Our relationship has moved onto the next plateau and John Bear, by his own will, has decided to take on the daunting task of disciplining Benjamin.
Having long ago earned Benjamin’s love, John is now earning his respect. And having recently decided that this is, indeed, what I want I have learned to step back and let John do his thing.
Witnessing this all unfold has been nothing short of miraculous. The only thing I can compare it to is the first time I saw a mountain. I was 14 and crammed into the back of our mini van with one brother, another and a sister. We had been driving for two weeks, stopping every night to camp, packing up the next morning and then pressing on for Montana.
Your typical teenager, I thought I knew everything, but the mountains and their dominance were about to prove me wrong.

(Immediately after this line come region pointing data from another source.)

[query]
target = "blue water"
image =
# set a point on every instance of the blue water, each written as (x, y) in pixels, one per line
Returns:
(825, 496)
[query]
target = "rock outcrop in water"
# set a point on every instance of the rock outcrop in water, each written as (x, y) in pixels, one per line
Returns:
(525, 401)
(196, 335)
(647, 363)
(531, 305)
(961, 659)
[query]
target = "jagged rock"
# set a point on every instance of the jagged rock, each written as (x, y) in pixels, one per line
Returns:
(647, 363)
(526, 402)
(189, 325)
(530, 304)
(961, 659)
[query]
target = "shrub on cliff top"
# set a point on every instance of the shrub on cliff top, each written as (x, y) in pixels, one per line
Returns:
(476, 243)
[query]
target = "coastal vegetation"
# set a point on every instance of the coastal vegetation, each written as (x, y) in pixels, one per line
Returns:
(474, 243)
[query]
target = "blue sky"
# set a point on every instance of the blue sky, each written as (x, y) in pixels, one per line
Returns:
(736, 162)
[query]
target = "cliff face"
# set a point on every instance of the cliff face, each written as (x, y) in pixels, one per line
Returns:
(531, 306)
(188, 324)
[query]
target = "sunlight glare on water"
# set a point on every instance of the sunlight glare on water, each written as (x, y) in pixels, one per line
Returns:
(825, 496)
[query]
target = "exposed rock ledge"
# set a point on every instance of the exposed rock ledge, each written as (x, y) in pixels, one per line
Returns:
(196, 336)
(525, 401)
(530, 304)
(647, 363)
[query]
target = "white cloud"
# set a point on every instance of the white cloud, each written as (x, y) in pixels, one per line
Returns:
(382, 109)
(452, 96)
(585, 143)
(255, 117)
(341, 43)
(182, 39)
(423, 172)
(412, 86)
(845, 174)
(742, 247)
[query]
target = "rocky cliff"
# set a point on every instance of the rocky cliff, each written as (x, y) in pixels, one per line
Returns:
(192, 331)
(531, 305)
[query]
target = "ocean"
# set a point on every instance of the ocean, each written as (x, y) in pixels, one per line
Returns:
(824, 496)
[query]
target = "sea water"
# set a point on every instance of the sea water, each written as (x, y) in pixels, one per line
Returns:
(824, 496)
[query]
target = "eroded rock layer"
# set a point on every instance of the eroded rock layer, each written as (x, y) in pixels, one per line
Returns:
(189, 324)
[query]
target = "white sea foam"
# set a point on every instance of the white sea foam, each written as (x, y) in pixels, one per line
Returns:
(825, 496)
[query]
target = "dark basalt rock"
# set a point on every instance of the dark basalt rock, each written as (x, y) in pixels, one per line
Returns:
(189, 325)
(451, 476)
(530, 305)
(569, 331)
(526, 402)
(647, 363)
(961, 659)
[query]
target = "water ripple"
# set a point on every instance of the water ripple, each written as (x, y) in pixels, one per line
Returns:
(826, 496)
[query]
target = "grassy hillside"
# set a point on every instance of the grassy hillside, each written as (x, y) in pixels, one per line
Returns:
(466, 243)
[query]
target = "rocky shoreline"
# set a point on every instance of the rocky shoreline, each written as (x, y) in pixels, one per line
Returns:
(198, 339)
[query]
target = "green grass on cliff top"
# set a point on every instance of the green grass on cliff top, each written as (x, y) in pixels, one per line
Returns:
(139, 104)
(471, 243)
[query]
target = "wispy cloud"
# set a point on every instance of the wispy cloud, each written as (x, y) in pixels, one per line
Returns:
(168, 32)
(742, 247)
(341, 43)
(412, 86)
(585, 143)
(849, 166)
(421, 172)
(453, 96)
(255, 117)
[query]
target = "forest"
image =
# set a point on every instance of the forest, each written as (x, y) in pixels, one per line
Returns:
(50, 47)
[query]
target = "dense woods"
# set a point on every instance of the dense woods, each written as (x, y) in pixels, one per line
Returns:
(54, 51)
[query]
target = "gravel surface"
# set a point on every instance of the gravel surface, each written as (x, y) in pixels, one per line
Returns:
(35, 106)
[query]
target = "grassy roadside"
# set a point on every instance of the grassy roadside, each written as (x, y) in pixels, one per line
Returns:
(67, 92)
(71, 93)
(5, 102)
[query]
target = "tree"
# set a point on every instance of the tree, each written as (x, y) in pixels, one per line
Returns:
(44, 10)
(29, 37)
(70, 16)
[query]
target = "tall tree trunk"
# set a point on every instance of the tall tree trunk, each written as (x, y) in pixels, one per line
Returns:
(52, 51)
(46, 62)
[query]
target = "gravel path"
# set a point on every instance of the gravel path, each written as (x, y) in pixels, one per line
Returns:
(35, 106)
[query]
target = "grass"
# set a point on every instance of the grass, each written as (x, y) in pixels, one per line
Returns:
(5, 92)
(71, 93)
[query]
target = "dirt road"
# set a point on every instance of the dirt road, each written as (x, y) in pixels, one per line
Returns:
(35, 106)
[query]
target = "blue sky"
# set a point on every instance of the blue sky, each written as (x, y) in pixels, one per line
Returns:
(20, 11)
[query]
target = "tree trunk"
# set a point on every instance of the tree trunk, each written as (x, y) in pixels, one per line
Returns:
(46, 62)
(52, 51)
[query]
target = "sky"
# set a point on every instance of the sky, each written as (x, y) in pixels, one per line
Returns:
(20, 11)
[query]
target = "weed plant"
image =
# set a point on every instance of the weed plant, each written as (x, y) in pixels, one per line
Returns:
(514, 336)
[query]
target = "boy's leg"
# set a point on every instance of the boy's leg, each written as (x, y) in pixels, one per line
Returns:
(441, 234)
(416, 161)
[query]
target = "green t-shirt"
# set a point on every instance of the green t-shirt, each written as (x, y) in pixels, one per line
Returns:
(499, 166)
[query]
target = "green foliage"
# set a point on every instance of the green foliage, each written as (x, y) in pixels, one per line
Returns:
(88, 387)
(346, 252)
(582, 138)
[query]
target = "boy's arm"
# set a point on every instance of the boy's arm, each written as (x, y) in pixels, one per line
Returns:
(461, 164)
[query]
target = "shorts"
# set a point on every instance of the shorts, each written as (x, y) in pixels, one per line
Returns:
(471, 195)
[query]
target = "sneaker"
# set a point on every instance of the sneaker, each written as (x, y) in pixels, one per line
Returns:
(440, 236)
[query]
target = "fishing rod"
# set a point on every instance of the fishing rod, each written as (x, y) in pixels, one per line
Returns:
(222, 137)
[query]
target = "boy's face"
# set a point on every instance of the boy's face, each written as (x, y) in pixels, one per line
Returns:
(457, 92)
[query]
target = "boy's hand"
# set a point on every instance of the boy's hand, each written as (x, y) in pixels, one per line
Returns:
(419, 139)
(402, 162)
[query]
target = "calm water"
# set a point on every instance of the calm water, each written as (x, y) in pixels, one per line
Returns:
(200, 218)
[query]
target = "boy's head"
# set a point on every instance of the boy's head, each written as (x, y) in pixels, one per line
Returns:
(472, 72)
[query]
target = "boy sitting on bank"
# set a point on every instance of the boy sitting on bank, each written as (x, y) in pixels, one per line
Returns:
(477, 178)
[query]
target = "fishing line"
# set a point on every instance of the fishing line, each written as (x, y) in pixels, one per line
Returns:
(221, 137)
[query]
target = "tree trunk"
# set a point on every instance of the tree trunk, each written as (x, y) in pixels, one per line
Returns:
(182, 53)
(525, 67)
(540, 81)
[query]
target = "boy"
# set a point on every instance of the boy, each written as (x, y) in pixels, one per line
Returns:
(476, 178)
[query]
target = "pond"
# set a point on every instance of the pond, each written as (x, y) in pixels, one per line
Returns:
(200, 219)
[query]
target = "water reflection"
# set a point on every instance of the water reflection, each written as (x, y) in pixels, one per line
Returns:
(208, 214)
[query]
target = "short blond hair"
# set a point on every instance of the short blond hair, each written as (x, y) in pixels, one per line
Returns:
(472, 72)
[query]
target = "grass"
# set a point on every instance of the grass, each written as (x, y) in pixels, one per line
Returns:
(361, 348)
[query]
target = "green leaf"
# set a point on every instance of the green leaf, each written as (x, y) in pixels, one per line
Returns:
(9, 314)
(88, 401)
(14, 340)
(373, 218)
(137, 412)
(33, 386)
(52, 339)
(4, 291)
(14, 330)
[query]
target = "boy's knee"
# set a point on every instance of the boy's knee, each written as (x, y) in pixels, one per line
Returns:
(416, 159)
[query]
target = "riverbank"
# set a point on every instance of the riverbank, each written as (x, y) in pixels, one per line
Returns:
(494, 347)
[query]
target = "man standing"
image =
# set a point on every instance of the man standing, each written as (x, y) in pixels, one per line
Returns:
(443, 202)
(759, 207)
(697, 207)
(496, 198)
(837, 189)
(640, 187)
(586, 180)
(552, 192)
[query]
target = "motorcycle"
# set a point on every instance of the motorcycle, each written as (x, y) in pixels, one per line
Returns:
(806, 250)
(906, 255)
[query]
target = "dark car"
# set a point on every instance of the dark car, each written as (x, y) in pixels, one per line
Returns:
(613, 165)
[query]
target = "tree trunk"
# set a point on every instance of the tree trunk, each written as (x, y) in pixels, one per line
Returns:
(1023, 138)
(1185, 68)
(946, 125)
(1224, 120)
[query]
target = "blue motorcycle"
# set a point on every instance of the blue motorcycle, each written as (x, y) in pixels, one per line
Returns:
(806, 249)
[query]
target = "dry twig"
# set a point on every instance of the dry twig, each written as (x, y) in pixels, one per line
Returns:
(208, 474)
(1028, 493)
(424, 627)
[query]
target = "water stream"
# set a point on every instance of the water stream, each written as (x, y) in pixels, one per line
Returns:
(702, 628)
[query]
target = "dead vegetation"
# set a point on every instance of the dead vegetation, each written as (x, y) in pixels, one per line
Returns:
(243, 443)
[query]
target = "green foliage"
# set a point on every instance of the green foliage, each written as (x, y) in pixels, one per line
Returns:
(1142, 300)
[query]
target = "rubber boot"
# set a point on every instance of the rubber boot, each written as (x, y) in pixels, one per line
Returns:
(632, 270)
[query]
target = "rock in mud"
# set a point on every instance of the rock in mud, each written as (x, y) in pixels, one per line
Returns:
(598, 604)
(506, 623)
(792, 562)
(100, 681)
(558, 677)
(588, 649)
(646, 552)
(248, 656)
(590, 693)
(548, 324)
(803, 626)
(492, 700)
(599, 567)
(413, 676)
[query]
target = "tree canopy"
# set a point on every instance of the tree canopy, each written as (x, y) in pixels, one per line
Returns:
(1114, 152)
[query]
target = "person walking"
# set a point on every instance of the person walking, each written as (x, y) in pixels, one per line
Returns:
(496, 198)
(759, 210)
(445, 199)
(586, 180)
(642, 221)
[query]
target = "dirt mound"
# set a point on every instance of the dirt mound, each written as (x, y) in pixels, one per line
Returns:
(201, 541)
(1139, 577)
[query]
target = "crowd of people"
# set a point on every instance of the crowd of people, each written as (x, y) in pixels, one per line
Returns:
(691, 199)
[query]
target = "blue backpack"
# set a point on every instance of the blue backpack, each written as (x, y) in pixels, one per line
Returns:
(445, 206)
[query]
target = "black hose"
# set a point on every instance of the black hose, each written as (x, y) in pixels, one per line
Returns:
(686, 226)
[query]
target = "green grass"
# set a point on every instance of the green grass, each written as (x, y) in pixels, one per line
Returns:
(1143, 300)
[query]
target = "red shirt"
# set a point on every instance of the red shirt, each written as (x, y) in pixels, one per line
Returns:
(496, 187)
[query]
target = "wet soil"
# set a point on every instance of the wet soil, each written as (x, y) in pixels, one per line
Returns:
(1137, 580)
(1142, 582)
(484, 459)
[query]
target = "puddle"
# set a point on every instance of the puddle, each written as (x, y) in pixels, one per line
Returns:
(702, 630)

When we finally made it to Glacier National Park Dad pulled over into the first look out point he could find. We had seen them through the windows but this was different. Standing in their shadows the mountains suddenly came to life, commanding the Earth and owning everything around them. They quieted my racing mind and all I could do was stare in complete awe.
Which is exactly where I find myself when John is disciplining Benjamin; bringing in fresh energy and an endless supply of love – for both of us. Our little family, I now believe with absolute certainty, was meant to be. We just had to wait for the right time, the right reasons and to be sure.
During that week at Glacier we spent our days hiking or moose chasing and our nights waiting for shooting stars. My father would lie there with us on the picnic tables. We would wait, our backs pressing into the wood and our hands across our chests until we saw one.
Someone would shout.
“And another. Right there! Did you see that? There were two in a row.”
“Isn’t that amazing?” he would ask, “We can see the stars falling, all the way from here.”
He’s been gone for 11 years now. If only he could meet John. Maybe he has. John does have Dad’s middle name – Raymond.
Maybe he is here, guiding Benjamin and John along… pushing them toward the mountains, helping them to see the stars – making all of this feel so right. I have also come to realize in these years that my father was my mountain, making me believe in fatherhood, in the love a man can give to his family.
Without my father and without his memory, I wouldn’t have the faith to believe that I just may have found the same thing for his grandson.